For centuries, relics have inspired and comforted in dire times. That’s particularly true of the Shroud of Turin, which became a beloved relic during the Black Death. And the medieval history of relics has a lot to say to the socially distant craving human contact, according to Gary Vikan, former director of Baltimore’s Walters Art Museum and author of the new book “The Holy Shroud: A Brilliant Hoax in the Time of the Black Death.”

While millions of believers hold the linen Shroud of Turin to be Jesus’ actual burial cloth retaining his bodily imprint, Vikan sees it as “the greatest deception in the history of Christianity,” he writes.

But that doesn’t matter. It’s still a work of “artistic genius,” said Vikan, capturing the impression of a body in the round in a single piece of cloth.

And it came along at the right time, when people needed tangible signs of hope.

Medieval Christians living through England’s and France’s 100 Years War and the Black Death, which may have killed a third of Europe’s population from 1347 to 1351, saw death and corpses everywhere they turned. They were primed, Vikan writes, to receive and venerate images of their savior, and their art had already become gorier to reflect their dire circumstances. 

When the dean of a church in Lirey, France, associated with the famous knight Geoffroi de Charny, began displaying what he called the sudarium (sweat cloth) that had wrapped Jesus’ face, he was able to market the relic successfully to an eager public.

The church, Vikan writes, “had suddenly struck the pilgrimage jackpot.” (At the time, custodians of sacred relics could charge ballpark prices, so to speak, for room and board and souvenirs.)

The Lirey Collegiate Church dean and canons “fueled rumors among the gullible that this was indeed the true Shroud of Jesus,” Vikan said. The officials knew it wasn’t a relic, but they displayed it “to the faithful with all the pomp and ceremony reserved for relics, and then let its charisma go to work."

Custodians of the shroud exhibited it for public veneration despite the fact that Pope Clement VII (who reigned 1523 to 1534) had only permitted the shroud’s display as a “representation” of the burial cloth. 

A full-length 1931 photograph of the Shroud of Turin, which is said to have been the cloth placed on Jesus at the time of his burial. Photo by Giuseppe Enrie/Creative Commons

Eventually, the Shroud of Turin would become one of the most well-known and beloved relics in the world. 

In 1989, a reporter asked Pope John Paul II about the shroud in an inflight press conference half a year after it had been carbon dated. The pope called the shroud a “relic,” according to Vikan's research, only to have his PR team clarify that he meant a holy image. Speaking in Turin in 1998, Pope John Paul II called the shroud a “mirror,” “image,” and “icon,” Vikan writes, and since then, Popes Benedict XVI and Francis I have referred to it as an “icon.”
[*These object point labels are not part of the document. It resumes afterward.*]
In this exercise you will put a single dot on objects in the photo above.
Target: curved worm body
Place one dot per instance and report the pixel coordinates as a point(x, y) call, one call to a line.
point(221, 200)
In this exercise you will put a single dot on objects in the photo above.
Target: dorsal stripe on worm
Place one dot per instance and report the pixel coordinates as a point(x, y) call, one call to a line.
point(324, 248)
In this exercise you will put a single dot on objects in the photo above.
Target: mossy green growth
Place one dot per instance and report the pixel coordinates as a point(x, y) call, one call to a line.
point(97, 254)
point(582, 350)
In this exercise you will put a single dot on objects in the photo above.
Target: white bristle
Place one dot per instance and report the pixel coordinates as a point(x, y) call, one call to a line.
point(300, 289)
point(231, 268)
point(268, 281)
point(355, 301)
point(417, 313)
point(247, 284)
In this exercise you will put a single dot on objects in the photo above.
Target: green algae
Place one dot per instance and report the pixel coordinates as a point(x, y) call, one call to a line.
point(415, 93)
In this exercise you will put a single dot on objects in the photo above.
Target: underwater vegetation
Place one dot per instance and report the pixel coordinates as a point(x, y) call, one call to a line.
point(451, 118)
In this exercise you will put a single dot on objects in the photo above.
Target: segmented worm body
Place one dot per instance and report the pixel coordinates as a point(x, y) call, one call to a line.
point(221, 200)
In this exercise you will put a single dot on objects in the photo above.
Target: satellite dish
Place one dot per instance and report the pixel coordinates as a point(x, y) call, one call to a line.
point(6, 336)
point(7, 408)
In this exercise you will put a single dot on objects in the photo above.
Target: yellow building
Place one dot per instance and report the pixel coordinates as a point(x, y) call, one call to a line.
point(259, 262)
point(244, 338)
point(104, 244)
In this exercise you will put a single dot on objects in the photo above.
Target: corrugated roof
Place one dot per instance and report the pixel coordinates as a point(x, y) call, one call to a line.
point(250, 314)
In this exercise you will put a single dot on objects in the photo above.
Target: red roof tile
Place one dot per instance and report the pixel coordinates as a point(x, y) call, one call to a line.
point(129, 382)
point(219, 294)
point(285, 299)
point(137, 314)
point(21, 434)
Just as the faithful clung to religious iconography — whether true relic or icon — during pestilent periods in the Middle Ages, relics remain relevant to the hopeful in the modern era. 

For example, Vikan pointed to several visits he made to the Catholic church in Chimayó, New Mexico, which has a reputation for healing. Each time, a few thousand people were there. During his visit, he picked up a church brochure, featuring a photograph of 30,000 pilgrims visiting after World War II.

“Clearly, this place meant something more in a time of stress,” he said. “That stuck with me.”

Even those who don’t believe in the saintly nature of those whom relics touched can draw inspiration from them, as they would a family heirloom, according to Orr, the priest in Pittsburgh.

“If they’re convinced that this particular piece of wood in fact is from that first and only cross, then it creates that same kind of connection that holding on to a lock of hair of your loved one does,” he said. “You don’t believe that the lock of hair is your loved one, but it certainly is of your loved one. You’ve got that with that relic of the true cross or any other relic.”